According to Rider Levett Bucknall’s (RLB) 4th Quarter 2021 International Report, despite Australia’s lockdowns which are estimated to have cost the economy in excess of $20 billion, the construction industry across the country has remained ‘business as usual’ and has consistently recorded high levels of activity.
RLB’s Oceania Research and Development Director, Mr Domenic Schiafone said, “Data recently released by the Australian Bureau of Statistics highlights the continuing resilience of the construction industry across Australia. Prior to the COVID-19 pandemic, it was anticipated that construction volumes for the 2021 financial year would be mixed, mainly due to falling levels of activity across Australia.”
Construction activity at decade highs
“The surprising result is that most construction activity metrics analysed by RLB are close to decade highs. Most states across the nation experienced similar activity levels in the 2021 financial year to the previous year,” he added.
Overall construction work done in Australia amounted to $212 billion, a slight decrease on the $213 billion achieved in the 2020 financial year. The fall in volume was largely attributable to reduced activity in Victoria, which amounted to $2.4 billion. This comes as no surprise, with Victoria enduring the worst COVID-19 outbreak and longest lockdown in Australia.
Across all RLB offices, high levels of activity have been observed in the current year to date, despite the generally subdued economic sentiment. In most cities, it has been ‘business as usual’ within the construction industry.
Sydney and Melbourne adapting to setbacks
According to RLB’s International Report, both Sydney and Melbourne are the exception, with the industry adapting to various setbacks caused by total industry shutdowns and density restrictions on-site. Despite the bumpy road experienced since the outbreak, construction performance was strong for the 2021 financial year. The long-term influence of COVID-19 remains in train for those sectors initially hit the hardest.
However, the fast-tracked actions taken by both federal and state governments have provided stability in certain sectors and considerable growth in others. The multi-level apartment sector in Australia has been the single main contributor to record levels of building activity in major cities.
Apartment sector continues to be key contributor
Mr Schiafone continued, “Looking ahead, while the sector will continue to be a key contributor, it will struggle to reach the record levels achieved in the years leading up to 2020 again.

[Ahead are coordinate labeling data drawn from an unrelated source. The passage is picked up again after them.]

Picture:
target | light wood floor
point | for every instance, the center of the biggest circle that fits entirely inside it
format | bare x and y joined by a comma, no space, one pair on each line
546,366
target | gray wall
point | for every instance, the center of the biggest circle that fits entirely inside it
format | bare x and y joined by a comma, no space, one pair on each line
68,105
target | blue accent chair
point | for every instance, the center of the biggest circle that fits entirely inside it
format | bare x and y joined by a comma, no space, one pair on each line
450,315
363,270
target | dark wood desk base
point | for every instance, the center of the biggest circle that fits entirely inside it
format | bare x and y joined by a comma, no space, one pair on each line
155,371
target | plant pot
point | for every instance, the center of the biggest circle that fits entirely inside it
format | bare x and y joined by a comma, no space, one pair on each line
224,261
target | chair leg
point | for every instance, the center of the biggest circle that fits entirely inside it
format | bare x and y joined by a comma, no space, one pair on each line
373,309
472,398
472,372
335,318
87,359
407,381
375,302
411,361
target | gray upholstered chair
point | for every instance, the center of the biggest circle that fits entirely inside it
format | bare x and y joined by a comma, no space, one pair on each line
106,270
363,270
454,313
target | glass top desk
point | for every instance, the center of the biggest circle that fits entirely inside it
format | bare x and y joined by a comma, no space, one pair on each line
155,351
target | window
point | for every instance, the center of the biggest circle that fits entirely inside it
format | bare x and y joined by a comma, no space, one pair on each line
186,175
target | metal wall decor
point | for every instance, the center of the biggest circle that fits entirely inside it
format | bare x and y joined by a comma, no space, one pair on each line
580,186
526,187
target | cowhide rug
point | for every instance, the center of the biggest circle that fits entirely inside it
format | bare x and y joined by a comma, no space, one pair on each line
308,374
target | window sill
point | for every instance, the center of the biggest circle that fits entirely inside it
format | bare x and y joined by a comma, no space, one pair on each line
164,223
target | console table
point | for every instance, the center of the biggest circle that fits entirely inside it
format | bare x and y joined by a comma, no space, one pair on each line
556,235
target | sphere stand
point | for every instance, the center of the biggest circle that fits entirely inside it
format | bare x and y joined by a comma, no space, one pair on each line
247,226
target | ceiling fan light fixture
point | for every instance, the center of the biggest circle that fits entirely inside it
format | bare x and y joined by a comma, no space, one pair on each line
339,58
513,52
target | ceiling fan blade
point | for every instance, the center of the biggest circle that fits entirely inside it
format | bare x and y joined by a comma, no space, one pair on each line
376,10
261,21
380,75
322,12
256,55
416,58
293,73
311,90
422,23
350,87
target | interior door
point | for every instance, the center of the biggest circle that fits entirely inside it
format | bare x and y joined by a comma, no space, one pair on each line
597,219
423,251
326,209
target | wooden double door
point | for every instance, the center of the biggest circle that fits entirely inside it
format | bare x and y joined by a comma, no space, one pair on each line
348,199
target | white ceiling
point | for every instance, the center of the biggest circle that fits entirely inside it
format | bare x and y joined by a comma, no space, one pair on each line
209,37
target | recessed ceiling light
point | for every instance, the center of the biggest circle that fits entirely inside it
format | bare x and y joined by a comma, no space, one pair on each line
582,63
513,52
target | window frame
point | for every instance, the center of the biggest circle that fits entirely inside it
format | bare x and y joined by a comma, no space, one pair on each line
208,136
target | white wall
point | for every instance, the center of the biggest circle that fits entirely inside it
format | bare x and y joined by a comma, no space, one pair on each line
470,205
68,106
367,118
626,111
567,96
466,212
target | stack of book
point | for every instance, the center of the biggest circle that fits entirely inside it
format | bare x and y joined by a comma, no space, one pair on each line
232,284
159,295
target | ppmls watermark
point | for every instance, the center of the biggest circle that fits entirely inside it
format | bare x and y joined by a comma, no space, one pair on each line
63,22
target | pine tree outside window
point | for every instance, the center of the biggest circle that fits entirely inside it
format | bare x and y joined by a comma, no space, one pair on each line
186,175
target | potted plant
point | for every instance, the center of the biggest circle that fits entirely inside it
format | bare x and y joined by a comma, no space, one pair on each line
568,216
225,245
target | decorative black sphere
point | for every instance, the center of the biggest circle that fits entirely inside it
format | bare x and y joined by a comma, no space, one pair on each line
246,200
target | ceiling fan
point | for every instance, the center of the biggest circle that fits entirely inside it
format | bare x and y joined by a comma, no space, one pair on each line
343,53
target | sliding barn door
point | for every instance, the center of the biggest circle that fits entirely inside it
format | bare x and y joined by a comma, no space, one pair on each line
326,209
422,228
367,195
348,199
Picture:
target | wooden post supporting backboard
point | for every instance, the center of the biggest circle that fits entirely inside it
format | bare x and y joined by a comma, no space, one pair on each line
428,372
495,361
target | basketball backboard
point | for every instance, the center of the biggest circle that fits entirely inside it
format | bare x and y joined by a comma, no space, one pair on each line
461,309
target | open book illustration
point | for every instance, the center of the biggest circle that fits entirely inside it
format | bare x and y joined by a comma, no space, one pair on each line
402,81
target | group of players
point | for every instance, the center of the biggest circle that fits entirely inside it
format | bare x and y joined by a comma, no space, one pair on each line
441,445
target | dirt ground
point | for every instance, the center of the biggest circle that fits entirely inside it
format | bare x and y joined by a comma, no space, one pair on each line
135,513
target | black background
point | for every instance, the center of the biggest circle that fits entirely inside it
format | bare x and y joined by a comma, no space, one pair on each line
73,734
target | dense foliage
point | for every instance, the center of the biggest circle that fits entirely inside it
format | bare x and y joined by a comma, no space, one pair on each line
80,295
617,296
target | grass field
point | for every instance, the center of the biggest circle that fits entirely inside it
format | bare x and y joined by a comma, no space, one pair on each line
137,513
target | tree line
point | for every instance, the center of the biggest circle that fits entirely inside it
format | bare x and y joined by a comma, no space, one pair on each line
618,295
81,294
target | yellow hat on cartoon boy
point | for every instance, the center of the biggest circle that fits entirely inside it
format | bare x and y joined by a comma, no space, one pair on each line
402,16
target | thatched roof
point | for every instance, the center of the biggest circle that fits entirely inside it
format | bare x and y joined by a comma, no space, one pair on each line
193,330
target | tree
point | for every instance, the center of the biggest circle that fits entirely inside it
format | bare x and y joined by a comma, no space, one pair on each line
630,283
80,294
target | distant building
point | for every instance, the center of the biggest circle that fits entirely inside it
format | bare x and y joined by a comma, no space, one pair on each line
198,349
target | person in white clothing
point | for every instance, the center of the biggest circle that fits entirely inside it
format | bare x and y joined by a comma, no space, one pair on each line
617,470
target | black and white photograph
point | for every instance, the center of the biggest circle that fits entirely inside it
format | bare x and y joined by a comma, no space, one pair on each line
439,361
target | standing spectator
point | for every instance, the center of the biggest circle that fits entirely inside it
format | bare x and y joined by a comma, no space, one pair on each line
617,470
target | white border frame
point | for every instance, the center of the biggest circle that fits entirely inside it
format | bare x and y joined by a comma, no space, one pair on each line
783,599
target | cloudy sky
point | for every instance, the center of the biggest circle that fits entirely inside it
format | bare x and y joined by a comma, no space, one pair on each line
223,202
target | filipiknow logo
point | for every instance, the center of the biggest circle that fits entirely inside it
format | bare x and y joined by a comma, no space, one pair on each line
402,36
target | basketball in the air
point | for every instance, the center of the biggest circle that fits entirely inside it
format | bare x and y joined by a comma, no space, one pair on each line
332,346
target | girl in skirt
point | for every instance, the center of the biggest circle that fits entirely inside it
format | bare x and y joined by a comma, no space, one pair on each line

The current view is that supply has outstripped demand.”
“Upward pressure on contractor tender pricing is being seen across the country, albeit at differing levels. Sydney, Melbourne, Canberra, Adelaide and Darwin have observed stable increases, generally within expectation. However, significant surges have been experienced in Brisbane and Perth, with escalation forecasts for 2021 well above levels forecast at the backend of 2020,” he said.
Material prices reach record highs
This is surprising as both states have had limited lockdowns impacting construction activity, but both introduced stringent border closures when compared to the rest of the country. Material prices have risen through 2021 in concrete, steel, reinforcement, timber and PVC based products used in hydraulic and electrical trades.
Raw material prices for metals, such as copper and iron ore, also reached historic record highs.
Such rises have prompted some trades to link supply rates as a condition of tender pricing and therefore subject to a price adjustment should the rate increase.
Similarly, hold prices from steel suppliers have diminished, with increases upwards of 20% observed since October 2020 from some suppliers.
Recent tender results for other trades convey a slightly different scenario. Finishes and some services trades have remained stable. This is perhaps reflective of the decline in multi-level apartment developments and mixed outlook for what lies ahead.
Contractors’ preliminaries increase due to pandemic conditions
Not surprisingly, contractors’ preliminaries have increased as a result of COVID-19 conditions. Contractor margins remain within expectation and the appetite to secure pipelines of work are still present. Supply chain issues and the issues impacting shipping container movements across the globe are well documented.
Contractors have flagged the potential for material shortages, shipping cost increases and delays of imported goods and equipment. However, at this stage, the influence on recent tender pricing is not significant. However there does appear to be growing pressure and perhaps further impacts to come.
Looking at construction costs across the country for 2022, RLB is forecasting the following increases: Adelaide (3.0%), Brisbane (5.0%), Canberra (3.5%), Darwin (2.5%), Gold Coast (5.0%), Melbourne (4.5%), Perth (4.5%), Sydney (2.4%) and Townsville (3.0%.)